A Pinehaven kitset which arrived just before Christmas has been built and furnished with a man-bench and man-shelves.

How did it happen?

The ground was leveled and the staging beams (macrocarpa sleepers) were positioned.

The floor was built and trued square.

The panels were pre-drilled and laid out ready for erection. Sam held in position while I screwed the panels together

Soon all the panels were screwed together. My battery drill lasted the whole weekend on one charge.

Then the trusses went up, with Sam providing the authentic builders crack as he screwed the panels to the floor.

The roof went on including a skylight panel in the same profile as the roof sheets.

At the end of 6 hours the shed was at lock up stage, and on Sunday we finished it with flashings and trim.

The Job Was Done

Yes the shed was complete and it was time for a well earned gingerbeer ;-)

Sunday, December 22, 2013

Wednesday Night Sailing

In the summer we sail Kerkira in the Richmond Yacht Club Wednesday Night Series. To take a cue from golf regarding "prize for the most golf", we are often able to come up with "the most sailing".

Here is a good indication of why we love doing it, even if we aren't the fastest boat out there - the December evening sky over Auckland city is amazing - even better when you are out there sailing. I believe I had a couple of great mates on board, and we were drinking a cold beer just as the picture was taken. Follow us at Kerkira-Racing.

Saturday, November 9, 2013

Going All Social

I was looking through some cartoons and came across this one, done back in July. I am currently working on a large 'social intranet' project and I had forgotten about this:

Ain't it the #truth :-)


Monday, October 28, 2013

Hauraki Rail Trail 02

The second installment of our cycling adventures on the Hauraki Rail Trail - this time heading from Paeroa towards Thames.

Paeroa to Matatoki

It was the Saturday or Labour Weekend, and the weather was clear and warm, so we decided to do more of the Hauraki Rail Trail, this time heading in the other direction - towards Thames. We decided we would go as far as Kopu and back, which would be about 66km round-trip. In the end we stopped at Matatoki and decided that we would forgo the extra distance, and get home at a reasonable hour.
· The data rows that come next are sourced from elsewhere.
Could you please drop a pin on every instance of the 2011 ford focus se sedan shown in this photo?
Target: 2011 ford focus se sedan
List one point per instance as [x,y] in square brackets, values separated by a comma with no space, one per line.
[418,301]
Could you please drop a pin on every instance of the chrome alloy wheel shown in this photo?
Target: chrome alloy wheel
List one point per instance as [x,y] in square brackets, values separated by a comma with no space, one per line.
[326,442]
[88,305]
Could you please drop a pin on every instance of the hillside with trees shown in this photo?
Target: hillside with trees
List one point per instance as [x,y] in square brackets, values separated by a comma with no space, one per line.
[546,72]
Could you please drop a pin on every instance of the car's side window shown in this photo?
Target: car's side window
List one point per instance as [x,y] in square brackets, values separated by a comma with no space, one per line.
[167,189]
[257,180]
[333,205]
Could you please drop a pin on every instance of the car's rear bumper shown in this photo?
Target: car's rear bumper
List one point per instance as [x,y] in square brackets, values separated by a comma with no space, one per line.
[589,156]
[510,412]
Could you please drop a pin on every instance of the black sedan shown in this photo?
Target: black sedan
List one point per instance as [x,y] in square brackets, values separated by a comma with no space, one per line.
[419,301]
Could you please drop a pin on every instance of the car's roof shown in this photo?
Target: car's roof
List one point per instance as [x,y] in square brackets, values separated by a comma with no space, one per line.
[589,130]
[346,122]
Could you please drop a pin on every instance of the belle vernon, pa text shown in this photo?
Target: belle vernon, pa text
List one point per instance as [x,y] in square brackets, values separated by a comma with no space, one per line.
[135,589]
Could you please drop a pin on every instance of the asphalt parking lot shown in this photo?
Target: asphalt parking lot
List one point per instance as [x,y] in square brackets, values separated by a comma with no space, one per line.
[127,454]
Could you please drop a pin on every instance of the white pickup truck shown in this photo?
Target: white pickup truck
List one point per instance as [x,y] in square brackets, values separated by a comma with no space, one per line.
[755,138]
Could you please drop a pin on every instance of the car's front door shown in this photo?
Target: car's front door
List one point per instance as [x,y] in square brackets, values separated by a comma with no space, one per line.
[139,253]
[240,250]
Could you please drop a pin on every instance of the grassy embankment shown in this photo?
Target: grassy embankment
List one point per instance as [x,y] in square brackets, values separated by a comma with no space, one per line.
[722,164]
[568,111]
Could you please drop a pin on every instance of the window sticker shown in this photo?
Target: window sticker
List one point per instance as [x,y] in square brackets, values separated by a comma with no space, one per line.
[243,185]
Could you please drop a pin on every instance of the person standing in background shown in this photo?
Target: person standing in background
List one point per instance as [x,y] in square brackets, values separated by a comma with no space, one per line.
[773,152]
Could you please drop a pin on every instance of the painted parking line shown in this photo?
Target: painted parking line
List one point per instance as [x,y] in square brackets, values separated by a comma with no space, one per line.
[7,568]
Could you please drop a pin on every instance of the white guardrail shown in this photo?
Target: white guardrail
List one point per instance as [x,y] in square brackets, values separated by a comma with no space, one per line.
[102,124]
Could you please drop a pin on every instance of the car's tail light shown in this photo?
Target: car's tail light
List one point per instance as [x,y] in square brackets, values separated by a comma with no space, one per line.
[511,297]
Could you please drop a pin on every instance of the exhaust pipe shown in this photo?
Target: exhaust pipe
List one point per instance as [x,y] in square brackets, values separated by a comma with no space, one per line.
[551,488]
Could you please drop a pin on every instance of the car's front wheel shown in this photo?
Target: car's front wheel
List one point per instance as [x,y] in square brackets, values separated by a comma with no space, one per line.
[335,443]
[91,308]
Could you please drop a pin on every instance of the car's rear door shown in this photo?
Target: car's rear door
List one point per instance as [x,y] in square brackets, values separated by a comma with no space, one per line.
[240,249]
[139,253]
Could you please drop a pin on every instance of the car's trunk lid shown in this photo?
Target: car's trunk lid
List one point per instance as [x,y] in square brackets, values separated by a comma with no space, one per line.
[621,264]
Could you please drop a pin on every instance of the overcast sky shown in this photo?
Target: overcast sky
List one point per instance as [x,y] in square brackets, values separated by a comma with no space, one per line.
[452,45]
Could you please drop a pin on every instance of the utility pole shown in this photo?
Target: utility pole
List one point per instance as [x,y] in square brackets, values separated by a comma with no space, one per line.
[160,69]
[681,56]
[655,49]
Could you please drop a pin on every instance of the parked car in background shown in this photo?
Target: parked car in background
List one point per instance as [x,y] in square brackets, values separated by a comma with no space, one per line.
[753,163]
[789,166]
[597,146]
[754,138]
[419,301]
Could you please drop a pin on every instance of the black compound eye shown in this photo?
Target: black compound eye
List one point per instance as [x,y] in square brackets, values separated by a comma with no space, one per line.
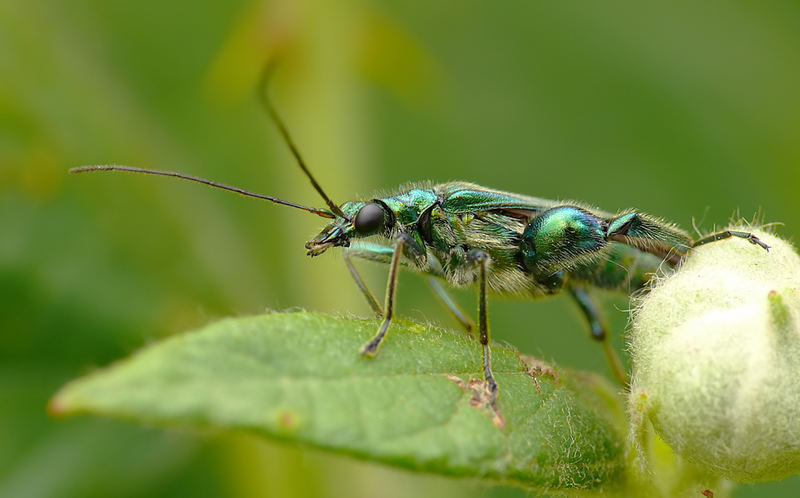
[369,219]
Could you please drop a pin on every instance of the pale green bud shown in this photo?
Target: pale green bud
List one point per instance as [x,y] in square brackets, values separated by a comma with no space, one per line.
[716,359]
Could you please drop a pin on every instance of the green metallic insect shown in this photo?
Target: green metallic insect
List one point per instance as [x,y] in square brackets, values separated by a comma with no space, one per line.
[506,243]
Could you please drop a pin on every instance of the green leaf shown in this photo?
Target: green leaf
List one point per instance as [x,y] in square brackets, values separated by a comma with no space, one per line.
[299,377]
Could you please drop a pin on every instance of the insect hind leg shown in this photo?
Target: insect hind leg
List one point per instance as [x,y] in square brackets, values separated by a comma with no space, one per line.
[726,234]
[362,286]
[598,331]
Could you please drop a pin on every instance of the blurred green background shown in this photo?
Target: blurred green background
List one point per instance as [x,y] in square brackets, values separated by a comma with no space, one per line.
[683,111]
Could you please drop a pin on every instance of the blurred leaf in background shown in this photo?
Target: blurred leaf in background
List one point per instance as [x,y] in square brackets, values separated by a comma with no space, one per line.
[683,111]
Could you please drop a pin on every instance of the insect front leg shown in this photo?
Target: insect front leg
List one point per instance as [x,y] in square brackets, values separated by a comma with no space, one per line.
[403,243]
[362,286]
[383,254]
[480,258]
[598,331]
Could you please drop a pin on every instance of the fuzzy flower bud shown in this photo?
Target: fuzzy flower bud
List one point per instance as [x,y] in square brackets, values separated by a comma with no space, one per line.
[716,359]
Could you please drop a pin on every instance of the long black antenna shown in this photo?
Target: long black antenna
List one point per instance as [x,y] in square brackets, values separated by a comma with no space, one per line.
[112,167]
[264,93]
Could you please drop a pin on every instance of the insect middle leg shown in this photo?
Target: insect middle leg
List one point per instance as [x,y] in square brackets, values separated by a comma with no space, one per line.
[480,258]
[598,331]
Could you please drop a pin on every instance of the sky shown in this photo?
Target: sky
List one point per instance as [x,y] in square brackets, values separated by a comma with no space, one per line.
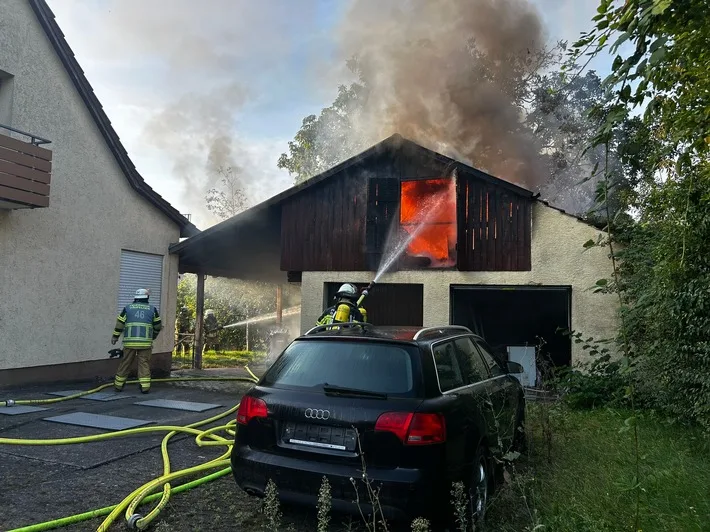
[193,86]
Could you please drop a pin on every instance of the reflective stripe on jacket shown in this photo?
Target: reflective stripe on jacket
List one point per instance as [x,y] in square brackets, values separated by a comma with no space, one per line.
[140,324]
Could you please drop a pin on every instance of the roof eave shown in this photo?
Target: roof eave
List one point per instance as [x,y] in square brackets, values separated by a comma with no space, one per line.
[46,18]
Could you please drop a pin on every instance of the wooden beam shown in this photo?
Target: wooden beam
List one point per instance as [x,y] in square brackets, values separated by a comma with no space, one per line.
[279,305]
[199,322]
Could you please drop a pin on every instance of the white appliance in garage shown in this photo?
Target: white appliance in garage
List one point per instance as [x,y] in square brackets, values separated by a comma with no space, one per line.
[524,355]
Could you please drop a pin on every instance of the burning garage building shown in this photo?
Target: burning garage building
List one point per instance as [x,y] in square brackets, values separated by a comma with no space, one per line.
[459,245]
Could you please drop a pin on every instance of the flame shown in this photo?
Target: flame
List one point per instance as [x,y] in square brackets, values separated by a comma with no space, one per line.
[428,210]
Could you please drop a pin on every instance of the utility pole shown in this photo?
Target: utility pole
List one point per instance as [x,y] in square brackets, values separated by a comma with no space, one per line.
[199,322]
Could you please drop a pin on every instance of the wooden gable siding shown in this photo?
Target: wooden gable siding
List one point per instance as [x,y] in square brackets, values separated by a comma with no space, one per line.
[323,227]
[494,227]
[25,174]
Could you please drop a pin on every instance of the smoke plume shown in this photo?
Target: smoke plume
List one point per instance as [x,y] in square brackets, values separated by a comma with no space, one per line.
[445,73]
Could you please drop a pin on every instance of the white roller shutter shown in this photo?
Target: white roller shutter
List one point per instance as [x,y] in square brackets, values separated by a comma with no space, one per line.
[140,270]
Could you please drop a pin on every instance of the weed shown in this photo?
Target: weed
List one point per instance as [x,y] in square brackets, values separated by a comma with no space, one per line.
[272,507]
[324,505]
[459,500]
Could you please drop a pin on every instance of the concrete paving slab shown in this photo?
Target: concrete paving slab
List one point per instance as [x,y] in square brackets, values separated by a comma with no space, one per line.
[96,396]
[179,405]
[20,409]
[99,421]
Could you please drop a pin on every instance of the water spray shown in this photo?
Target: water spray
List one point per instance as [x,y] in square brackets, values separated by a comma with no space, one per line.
[365,293]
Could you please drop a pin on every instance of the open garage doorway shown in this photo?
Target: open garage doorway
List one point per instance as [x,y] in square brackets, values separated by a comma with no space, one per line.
[514,320]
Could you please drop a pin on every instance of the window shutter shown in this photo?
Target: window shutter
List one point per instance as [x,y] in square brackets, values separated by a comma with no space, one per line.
[140,270]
This is about 12km from Paeroa where someone has put two chairs under the shade of some trees. An excellent place to stop for our lunch-break.
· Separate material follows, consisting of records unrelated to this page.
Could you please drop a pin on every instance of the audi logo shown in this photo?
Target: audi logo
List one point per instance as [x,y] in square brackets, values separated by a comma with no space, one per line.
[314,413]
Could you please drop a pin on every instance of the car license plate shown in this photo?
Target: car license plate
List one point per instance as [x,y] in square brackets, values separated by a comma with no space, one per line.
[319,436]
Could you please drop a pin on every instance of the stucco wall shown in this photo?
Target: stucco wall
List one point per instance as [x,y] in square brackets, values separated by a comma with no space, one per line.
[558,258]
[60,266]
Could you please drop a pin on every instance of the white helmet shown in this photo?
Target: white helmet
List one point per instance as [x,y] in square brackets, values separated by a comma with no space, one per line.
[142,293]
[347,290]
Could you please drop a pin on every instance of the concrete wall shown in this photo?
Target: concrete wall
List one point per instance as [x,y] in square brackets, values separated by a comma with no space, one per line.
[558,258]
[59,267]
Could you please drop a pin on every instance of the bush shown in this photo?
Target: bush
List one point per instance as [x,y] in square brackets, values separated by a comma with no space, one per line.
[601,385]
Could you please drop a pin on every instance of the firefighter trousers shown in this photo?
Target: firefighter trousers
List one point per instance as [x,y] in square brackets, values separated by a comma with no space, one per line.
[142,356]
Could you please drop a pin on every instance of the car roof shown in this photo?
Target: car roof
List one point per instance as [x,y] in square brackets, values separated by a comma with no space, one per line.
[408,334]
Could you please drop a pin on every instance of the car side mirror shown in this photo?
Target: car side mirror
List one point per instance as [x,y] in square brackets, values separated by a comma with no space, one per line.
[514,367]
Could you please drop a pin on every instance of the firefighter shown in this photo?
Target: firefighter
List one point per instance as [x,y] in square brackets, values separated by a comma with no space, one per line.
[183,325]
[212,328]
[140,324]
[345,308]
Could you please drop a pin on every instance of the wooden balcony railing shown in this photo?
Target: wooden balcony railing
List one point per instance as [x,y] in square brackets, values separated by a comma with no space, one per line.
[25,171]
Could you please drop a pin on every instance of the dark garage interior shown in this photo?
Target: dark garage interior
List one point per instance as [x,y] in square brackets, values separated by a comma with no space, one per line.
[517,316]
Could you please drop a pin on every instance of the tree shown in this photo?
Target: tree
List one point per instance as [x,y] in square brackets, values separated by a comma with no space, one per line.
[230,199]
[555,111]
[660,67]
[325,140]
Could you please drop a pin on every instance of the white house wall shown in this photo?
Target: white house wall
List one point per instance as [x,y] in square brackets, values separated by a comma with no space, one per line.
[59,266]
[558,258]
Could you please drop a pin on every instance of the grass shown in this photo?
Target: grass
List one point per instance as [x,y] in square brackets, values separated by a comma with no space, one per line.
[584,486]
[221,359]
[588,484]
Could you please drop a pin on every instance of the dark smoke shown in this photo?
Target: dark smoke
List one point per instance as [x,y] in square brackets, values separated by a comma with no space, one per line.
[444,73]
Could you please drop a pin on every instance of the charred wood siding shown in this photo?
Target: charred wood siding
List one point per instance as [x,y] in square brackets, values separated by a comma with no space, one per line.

We continued on to Matatoki where there is an excellent cafe. We decided to turn back from there and so the whole trip was 40kms - at an average on the trail of 14km/hr. It was easy - just a bit more endurance required from the week before.

Slowly building up for some longer trips. The cyclo-cross tyres are working out well on the gravel surface - but the lack of suspension in the bikes design makes the ride a bit more of an effort - comfort-wise.


Saturday, October 19, 2013

Hauraki Rail Trail 01

A beautiful weekend weather-wise, we decided to go down to the Hauraki Rail Trail for a cycle.

I have put cyclo-cross tyres on our bikes so we can tackle gravel and off-road trails, and everything went very well.

Paeroa to Waikino

We completed the Paeroa to Waikino section, which is 14km, and back, as an afternoon ride, after the business of Saturday morning was over. Had the GoPro mounted on the handbars of the bike. Got a much smoother clip than I thought I would get. These three images are snapshots from the stream.

The trail runs along-side a road, then through open farmland until it meets with the Ohinemuri River which runs through the Karangahake Gorge.


The rail trail runs through a tunnel which is over a km long. In the direction we went we first crossed the rail bridge over the river. It is uphill through the tunnel, but the whole trail is very flat and easy.
If you wanted an easy 'first-time' experience of a rail trail, then this would be the one ;-)

The tunnel entrance

The tunnel exit (from the inside) - a bit like birth perhaps?


We stopped by the river to have lunch and then proceeded across the river to the Waikino Rail Station where we got a coffee, before turn around and heading back to Paeroa.


  • 14 km each way
  • Flat, no hills
  • About an hour and a half each way with sight-seeing
  • Take a torch or bike-lights for the tunnel - not to see, but to be seen by others coming the other way

Yes, sore bums afterward - but we are already planning to do the Thames to Paeroa leg next.